Spot GPU Instances for Cost Reduction
Mix on-demand and spot instances for 70% cost savings:
# Spot GPU node group (v100, interruptible)
aws eks create-nodegroup \
--cluster-name my-cluster \
--nodegroup-name gpu-spot \
--instance-types p3.8xlarge p3.16xlarge p3dn.24xlarge \
--capacity-type SPOT \
--desired-size 5 \
--max-size 20 \
--on-demand-percentage 30 # 30% on-demand, 70% spot
Spot instances cost 70% less but can be terminated with 2 minutes notice. Kubernetes PodDisruptionBudgets ensure graceful shutdowns:
apiVersion: policy/v1
kind: PodDisruptionBudget
metadata:
name: vllm-pdb
namespace: llm-inference
spec:
minAvailable: 1
selector:
matchLabels:
app: vllm-server
When a spot instance is reclaimed, affected pods migrate to on-demand nodes without dropping requests.
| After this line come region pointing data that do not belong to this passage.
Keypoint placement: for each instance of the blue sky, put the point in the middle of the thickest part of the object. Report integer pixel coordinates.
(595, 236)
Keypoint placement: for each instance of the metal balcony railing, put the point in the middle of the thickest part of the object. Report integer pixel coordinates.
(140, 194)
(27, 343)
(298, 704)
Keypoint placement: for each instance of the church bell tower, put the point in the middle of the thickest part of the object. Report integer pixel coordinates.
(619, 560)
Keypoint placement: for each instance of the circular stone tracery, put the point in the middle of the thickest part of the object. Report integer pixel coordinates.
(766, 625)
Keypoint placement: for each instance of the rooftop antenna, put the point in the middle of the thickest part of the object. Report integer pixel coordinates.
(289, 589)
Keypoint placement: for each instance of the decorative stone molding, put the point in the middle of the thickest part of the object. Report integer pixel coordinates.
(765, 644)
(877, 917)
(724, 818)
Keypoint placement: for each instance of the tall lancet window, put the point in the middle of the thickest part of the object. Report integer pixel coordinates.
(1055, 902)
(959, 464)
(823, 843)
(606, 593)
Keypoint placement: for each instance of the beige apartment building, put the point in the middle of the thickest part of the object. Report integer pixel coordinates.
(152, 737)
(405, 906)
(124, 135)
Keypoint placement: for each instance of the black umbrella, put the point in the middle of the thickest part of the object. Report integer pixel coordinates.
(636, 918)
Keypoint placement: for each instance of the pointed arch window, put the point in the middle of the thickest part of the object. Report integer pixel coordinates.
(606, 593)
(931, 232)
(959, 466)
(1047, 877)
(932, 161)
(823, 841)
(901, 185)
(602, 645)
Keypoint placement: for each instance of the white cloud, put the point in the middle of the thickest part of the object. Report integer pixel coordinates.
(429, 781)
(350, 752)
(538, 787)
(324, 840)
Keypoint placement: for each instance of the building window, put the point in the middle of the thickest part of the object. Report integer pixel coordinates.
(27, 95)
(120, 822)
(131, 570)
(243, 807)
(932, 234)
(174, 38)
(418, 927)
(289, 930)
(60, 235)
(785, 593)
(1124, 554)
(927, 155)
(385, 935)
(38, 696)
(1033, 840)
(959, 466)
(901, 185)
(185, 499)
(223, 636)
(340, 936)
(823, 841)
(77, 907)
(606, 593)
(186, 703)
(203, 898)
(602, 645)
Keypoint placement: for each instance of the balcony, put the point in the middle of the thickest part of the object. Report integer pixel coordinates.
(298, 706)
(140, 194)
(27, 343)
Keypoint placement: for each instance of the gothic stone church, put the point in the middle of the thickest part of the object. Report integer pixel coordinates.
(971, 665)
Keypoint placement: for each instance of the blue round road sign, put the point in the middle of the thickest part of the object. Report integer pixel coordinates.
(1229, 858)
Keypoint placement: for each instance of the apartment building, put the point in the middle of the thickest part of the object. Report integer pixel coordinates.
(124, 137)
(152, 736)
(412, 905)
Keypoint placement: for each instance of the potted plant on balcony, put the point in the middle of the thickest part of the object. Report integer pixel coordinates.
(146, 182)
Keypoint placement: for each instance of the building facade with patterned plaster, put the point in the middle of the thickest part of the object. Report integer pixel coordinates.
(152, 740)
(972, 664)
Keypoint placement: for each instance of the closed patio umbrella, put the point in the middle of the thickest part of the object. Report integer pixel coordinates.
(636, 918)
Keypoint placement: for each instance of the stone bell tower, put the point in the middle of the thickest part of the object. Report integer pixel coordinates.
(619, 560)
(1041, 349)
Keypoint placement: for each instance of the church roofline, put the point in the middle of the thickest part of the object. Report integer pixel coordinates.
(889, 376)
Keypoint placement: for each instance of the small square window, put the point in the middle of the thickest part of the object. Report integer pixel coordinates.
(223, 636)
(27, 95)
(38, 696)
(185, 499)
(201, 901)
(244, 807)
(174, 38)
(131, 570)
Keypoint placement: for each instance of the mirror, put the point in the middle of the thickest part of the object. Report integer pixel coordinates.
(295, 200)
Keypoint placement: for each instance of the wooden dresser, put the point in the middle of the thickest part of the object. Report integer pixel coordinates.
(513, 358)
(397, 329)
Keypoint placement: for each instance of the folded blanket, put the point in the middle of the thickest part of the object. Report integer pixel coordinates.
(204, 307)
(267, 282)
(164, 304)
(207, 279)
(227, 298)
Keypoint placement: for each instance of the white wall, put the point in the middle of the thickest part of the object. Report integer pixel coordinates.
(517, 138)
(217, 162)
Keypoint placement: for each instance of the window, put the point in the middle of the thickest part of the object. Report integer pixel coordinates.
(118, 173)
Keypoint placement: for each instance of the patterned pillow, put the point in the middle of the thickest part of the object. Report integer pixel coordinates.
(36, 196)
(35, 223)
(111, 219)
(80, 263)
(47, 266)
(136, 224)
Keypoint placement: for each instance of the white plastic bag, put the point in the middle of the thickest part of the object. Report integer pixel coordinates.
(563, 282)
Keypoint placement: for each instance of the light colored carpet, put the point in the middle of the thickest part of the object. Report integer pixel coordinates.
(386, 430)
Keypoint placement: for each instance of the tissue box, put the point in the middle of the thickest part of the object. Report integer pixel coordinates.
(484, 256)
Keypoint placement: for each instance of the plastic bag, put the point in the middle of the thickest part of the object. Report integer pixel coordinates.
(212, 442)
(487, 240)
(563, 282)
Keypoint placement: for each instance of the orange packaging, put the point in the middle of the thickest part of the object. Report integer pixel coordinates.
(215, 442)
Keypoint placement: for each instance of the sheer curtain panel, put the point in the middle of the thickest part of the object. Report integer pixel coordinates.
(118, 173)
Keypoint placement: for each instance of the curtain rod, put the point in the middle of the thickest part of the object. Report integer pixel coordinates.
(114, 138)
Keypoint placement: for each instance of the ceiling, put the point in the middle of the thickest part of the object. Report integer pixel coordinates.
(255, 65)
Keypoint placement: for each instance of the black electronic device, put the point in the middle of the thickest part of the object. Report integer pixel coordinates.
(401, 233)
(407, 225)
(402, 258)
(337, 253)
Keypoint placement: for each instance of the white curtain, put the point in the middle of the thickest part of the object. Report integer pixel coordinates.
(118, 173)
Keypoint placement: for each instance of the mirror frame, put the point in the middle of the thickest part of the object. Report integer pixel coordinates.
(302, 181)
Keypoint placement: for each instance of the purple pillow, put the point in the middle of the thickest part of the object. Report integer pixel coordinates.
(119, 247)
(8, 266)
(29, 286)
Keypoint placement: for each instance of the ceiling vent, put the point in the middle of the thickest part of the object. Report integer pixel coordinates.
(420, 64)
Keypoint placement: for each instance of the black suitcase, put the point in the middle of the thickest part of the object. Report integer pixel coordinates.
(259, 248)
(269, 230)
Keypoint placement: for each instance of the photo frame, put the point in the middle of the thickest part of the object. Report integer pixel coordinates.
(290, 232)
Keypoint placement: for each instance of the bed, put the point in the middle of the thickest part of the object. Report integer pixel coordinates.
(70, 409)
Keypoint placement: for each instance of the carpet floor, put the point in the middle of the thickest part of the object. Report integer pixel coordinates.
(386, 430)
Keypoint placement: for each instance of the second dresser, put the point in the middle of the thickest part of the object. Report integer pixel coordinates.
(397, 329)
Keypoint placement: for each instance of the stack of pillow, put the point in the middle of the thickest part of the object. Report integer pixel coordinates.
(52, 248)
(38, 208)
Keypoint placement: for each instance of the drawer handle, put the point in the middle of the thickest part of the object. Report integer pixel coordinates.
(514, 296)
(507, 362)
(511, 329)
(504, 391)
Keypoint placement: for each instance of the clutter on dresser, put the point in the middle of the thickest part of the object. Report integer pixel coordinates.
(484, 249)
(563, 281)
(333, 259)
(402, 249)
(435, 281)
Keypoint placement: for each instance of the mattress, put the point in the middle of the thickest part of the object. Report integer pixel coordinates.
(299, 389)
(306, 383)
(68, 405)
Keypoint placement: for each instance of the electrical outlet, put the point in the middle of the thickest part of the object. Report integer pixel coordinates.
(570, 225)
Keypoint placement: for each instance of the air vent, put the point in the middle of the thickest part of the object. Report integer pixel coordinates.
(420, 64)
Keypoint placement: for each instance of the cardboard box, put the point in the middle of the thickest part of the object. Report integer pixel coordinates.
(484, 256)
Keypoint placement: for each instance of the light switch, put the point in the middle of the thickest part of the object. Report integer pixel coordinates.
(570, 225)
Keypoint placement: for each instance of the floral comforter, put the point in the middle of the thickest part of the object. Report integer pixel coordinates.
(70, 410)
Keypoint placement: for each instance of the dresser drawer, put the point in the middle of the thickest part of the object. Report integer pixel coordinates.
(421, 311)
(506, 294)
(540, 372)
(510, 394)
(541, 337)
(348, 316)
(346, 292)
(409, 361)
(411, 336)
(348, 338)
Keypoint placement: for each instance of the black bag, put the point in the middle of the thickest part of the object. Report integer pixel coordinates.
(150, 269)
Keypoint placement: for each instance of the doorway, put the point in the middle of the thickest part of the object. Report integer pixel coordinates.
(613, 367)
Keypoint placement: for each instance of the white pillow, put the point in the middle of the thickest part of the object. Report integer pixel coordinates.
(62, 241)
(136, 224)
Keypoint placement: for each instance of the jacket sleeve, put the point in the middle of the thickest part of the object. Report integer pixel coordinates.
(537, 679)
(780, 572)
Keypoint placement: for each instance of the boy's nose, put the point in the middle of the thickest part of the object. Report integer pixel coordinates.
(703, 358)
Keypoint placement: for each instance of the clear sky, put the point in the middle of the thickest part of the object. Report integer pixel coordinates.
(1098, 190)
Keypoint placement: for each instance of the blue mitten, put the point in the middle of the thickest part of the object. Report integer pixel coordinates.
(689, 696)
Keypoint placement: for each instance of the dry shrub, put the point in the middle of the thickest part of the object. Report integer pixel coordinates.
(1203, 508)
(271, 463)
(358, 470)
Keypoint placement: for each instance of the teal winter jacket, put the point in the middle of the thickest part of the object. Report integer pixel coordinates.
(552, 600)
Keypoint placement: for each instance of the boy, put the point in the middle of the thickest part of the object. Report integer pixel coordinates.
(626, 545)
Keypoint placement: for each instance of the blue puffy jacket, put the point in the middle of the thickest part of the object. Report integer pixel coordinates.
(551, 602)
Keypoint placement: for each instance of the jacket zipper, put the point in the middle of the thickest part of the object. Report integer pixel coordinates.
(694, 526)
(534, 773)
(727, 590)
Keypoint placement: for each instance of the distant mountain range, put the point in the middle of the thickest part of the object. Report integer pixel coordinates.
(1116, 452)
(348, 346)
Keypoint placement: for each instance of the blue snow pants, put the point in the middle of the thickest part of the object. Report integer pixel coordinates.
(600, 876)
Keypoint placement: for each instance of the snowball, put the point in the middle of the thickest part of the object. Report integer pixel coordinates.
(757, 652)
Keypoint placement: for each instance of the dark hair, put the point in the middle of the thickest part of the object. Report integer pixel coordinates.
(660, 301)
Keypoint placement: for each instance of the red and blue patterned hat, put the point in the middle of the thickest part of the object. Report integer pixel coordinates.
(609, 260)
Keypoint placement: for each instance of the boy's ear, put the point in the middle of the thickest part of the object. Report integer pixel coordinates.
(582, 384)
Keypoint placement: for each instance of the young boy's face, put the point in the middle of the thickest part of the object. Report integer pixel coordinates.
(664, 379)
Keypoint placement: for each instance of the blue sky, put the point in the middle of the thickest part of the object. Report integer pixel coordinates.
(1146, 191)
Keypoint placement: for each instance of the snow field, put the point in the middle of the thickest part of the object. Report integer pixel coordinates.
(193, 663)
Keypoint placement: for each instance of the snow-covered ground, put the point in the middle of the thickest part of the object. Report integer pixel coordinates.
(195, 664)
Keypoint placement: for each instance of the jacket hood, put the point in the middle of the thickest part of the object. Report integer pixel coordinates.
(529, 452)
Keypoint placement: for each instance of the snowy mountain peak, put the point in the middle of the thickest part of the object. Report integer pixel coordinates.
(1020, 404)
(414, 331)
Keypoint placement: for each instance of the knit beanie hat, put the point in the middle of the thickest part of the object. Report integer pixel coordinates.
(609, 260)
Monitoring GPU Utilisation With DCGM
NVIDIA's DCGM (Data Center GPU Manager) exports GPU metrics to Prometheus:
# Install DCGM exporter
helm repo add nvidia https://nvidia.github.io/gpu-monitoring-tools/helm-charts
helm install dcgm-exporter nvidia/dcgm-exporter --namespace monitoring
Prometheus scrapes GPU metrics:
apiVersion: v1
kind: ServiceMonitor
metadata:
name: dcgm-exporter
namespace: monitoring
spec:
selector:
matchLabels:
app: dcgm-exporter
endpoints:
- port: metrics
interval: 15s
Grafana dashboards track:
- GPU utilization (target: 80-90%)
- GPU memory usage
- GPU temperature
- Tensor utilization (compute vs memory-bound)
- Model inference latency
Checklist
- Create dedicated GPU node pools in EKS/GKE/AKS
- Install NVIDIA device plugin on cluster
- Deploy vLLM with tensor parallelism configured
- Set up PersistentVolume for model storage
- Configure HPA for GPU utilization-based scaling
- Install KEDA and configure request-queue-based scaling
- Set resource requests/limits for GPU pods
- Deploy Triton for multi-model serving (optional)
- Mix on-demand and spot GPU instances
- Install DCGM exporter for GPU monitoring
- Create Grafana dashboards for GPU metrics
- Configure pod disruption budgets for graceful shutdowns
Conclusion
Kubernetes excels at orchestrating LLM inference when you understand GPU constraints. vLLM maximizes throughput through batching and KV cache optimization. Autoscaling based on queue depth prevents latency spikes. Spot instances reduce costs by 70%. Monitoring GPU utilization ensures efficient resource usage. The result: highly available, cost-effective inference for demanding workloads.